Photon polarization tensor in a magnetized plasma: Absorptive part

TL;DR

This paper calculates the absorptive part of the photon polarization tensor in a hot magnetized plasma, revealing how photon emission profiles change with energy and providing insights into magneto-optical properties.

Contribution

It provides a closed-form expression for the photon polarization tensor in a magnetized plasma and interprets quantum transitions between Landau levels, advancing understanding of photon emission and conductivity.

Findings

Photon emission profile is prolate at low energies.

Photon emission profile is oblate at high energies.
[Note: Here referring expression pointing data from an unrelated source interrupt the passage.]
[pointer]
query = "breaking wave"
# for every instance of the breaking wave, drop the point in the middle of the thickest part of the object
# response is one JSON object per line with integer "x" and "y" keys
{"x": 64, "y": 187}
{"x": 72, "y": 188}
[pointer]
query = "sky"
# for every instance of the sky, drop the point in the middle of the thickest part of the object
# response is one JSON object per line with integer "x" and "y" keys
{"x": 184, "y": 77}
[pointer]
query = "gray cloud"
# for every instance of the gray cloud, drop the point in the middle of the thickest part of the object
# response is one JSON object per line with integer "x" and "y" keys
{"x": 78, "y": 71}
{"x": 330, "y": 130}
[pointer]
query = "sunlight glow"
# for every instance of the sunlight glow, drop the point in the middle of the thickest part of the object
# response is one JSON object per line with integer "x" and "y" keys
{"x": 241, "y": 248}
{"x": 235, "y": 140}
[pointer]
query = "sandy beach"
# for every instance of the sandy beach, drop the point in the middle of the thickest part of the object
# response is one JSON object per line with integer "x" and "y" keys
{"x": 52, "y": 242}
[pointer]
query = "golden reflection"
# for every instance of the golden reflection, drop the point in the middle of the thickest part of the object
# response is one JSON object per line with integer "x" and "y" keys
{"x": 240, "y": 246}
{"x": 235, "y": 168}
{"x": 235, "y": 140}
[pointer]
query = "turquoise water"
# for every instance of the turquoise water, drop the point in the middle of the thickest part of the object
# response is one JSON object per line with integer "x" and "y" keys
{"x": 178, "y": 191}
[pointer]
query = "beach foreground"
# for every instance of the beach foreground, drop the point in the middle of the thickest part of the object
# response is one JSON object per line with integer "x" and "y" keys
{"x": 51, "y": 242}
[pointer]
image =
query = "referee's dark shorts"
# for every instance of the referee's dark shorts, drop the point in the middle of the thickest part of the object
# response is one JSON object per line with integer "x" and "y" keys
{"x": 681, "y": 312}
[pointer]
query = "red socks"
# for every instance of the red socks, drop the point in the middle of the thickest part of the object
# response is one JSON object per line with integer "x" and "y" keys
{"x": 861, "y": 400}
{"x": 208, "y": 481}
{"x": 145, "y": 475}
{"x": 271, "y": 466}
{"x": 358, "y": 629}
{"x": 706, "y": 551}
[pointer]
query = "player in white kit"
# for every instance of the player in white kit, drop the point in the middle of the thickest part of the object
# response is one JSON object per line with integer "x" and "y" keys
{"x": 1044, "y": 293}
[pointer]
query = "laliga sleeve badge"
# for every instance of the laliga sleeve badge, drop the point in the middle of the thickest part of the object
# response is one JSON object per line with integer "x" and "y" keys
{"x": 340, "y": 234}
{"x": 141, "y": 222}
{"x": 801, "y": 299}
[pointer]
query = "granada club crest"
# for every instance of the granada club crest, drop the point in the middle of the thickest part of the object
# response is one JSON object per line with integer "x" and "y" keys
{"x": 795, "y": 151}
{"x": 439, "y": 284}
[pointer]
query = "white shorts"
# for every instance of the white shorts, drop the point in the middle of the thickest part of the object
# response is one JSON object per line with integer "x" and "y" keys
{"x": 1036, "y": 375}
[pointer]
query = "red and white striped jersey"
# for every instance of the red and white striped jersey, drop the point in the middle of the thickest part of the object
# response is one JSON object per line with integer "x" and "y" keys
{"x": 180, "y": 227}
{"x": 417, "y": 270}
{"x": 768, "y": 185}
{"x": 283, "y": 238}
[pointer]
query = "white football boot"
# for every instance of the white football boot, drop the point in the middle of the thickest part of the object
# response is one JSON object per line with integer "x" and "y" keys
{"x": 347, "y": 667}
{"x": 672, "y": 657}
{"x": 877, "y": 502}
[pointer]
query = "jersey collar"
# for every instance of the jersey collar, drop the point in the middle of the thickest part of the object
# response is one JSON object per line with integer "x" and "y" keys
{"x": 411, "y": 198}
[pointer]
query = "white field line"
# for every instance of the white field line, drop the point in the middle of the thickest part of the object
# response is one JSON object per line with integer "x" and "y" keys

Derived magneto-optical conductivity components.

Abstract

We calculate the absorptive part of the photon polarization tensor in a hot magnetized relativistic plasma. In the derivation, we utilize a Landau-level representation for the fermion Green's function in a mixed coordinate-momentum space and obtain a closed-form expression for the one-loop polarization tensor. At the leading order in the coupling, its absorptive part is determined by particle and antiparticle splitting processes ($e^{-} \leftrightarrow e^{-}+\gamma$ and $e^{+} \leftrightarrow e^{+}+\gamma $, respectively), as well as by particle-antiparticle annihilation processes ($e^{-} + e^{+}\leftrightarrow \gamma$). The interpretation in terms of quantum transitions between Landau levels is also given. By making use of the photon polarization tensor, we study the differential photon emission rate in the quantum limit of magnetized relativistic plasma. At low energies, the photon emission has a prolate profile with the symmetry axis along the line of the magnetic field. At high energies, on the other hand, the photon emission has an oblate profile. The underlying reasons for such emission profiles are given in both regimes. The general result for the photon polarization tensor is also used to calculate the longitudinal and transverse components of magneto-optical conductivity.